人間関係の上下だとか、権威だとか、階級だとかによって分けられた者が下から上へ所属する組織内、或いは組織間で盆暮れの付け届け、謝礼、接待、冠婚葬祭等々に至る、色んな名目で何某かの意味、期待を込めお金、或いは相当する贈答品で’気持ち’を表す行為がある。

例えば忠臣蔵の原因は諸説あろうが
その要因の一つに指南料、いわゆる’袖の下’が小額だったのではないかとする意見がある。

切られた吉良上野介は浅野内匠頭から受け取った指南料が小額過ぎた故にきちんと作法を伝授せずに恥をかかせ、殿中に至ったとする説である。

仮に吉良が希望通リの指南料を受け取っていたなら刃傷沙汰は起こらず、浅野は儀礼を忠実に実行したであろうし世間の風を読む優れた大名と評価され、又、姑息的な人物像としての吉良は存在しなくなり、そもそもストーリー自体が成立しない。

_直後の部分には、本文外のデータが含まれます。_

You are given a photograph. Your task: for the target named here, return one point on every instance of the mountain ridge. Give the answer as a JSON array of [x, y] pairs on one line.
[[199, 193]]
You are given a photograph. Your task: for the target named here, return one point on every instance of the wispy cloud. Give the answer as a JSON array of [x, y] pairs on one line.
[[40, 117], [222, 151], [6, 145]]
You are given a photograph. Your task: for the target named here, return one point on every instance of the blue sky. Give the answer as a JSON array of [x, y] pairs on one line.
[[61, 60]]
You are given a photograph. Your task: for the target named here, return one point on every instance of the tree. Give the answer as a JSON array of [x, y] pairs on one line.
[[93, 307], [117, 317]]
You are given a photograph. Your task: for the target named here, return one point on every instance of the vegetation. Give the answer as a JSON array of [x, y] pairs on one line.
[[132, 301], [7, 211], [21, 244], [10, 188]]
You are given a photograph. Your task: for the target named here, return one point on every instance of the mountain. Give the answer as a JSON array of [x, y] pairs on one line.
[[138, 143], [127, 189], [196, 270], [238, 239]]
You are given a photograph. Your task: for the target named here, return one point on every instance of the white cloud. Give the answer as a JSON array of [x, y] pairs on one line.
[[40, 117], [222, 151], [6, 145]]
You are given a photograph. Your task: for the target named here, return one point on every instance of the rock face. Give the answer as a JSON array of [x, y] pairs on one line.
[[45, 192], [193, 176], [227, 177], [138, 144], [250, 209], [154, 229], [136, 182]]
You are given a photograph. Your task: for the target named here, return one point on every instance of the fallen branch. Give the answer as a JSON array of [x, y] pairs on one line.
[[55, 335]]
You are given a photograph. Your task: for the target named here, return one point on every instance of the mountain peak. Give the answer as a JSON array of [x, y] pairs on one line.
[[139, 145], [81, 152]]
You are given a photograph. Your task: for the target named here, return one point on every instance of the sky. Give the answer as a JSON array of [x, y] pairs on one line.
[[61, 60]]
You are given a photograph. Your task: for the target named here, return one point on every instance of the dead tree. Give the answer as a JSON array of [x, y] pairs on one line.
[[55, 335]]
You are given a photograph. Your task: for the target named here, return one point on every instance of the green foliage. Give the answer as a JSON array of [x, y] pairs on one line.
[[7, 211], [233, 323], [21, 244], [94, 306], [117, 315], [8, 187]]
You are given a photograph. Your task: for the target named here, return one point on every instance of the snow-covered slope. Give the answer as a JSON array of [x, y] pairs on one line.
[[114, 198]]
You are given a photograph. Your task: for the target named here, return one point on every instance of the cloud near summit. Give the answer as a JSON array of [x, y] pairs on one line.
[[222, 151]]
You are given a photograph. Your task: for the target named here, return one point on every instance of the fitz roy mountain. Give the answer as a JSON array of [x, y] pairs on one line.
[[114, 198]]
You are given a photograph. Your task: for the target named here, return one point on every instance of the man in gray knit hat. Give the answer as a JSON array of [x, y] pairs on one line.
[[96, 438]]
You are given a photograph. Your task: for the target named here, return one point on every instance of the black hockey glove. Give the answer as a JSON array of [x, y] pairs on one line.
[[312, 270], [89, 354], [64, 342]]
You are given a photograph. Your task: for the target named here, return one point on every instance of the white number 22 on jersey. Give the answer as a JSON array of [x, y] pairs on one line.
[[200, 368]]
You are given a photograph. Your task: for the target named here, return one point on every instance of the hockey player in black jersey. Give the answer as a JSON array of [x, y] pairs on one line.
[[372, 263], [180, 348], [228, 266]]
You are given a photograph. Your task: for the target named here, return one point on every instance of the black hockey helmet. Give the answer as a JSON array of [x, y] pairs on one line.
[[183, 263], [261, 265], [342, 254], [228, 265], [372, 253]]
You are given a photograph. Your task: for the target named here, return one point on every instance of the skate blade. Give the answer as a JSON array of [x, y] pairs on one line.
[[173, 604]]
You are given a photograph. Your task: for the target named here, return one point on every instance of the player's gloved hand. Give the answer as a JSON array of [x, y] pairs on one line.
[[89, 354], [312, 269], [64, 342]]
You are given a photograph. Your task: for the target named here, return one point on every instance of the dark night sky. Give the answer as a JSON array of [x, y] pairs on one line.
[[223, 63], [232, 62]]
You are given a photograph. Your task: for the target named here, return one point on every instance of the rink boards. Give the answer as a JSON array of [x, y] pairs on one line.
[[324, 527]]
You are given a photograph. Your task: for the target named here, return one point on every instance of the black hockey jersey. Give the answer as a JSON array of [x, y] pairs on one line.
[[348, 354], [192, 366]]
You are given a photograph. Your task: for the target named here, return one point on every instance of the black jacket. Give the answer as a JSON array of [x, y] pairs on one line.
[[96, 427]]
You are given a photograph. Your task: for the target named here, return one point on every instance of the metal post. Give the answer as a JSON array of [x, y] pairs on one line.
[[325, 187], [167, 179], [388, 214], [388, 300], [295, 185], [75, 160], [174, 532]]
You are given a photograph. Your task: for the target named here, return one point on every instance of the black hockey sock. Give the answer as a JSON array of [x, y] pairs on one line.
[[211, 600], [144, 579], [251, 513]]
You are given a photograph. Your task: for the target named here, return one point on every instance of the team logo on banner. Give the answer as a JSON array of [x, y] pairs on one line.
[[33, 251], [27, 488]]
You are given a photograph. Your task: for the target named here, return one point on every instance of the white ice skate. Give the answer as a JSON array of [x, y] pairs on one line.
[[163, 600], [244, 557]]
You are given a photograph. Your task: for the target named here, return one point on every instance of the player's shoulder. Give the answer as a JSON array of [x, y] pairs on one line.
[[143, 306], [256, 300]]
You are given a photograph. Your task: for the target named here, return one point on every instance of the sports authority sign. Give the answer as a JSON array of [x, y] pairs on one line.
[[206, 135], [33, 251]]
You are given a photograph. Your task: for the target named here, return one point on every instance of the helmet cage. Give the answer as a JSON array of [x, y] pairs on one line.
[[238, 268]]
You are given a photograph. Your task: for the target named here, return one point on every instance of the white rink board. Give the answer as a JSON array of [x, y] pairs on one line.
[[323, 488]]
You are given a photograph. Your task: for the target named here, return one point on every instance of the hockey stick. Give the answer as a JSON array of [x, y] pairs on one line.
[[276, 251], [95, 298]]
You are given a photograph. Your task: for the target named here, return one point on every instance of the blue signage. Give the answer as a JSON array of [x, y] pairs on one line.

是非はどうあれ、浅野及び吉良の心情を察する日本人は贈る側と貰う側の絶妙でもあり、微妙な駆け引き、そしてある種の日本的なバランス感覚を肌で感じ取っている。

誤解を畏れずに書くと高額なお金が動いた横浜市大の博士号謝礼事件などは日本の伝統的な慣例であり、問題のない現金授受と何某医学部長は判断されたのではなかろうか又、ハッとされた諸兄も沢山いただろう。

しかし、21世紀になってもこの時代錯誤も甚だしい因習にけじめを付けなかった公務員でもある教授らは、権力者の当然得られるべき対価だと勘違いしていたのだろう。

社会常識とは無縁な内向きの思考回路しか機能しない学内の権力者にとって、権威とはこんなものでしかないのだろうか。

無言の強制とも云われるこの悪しき日本的非常識に逆らって謝礼を支払わなかった優れた博士号取得者もいただろうがきっと学内には残れなかっただろうと推測される。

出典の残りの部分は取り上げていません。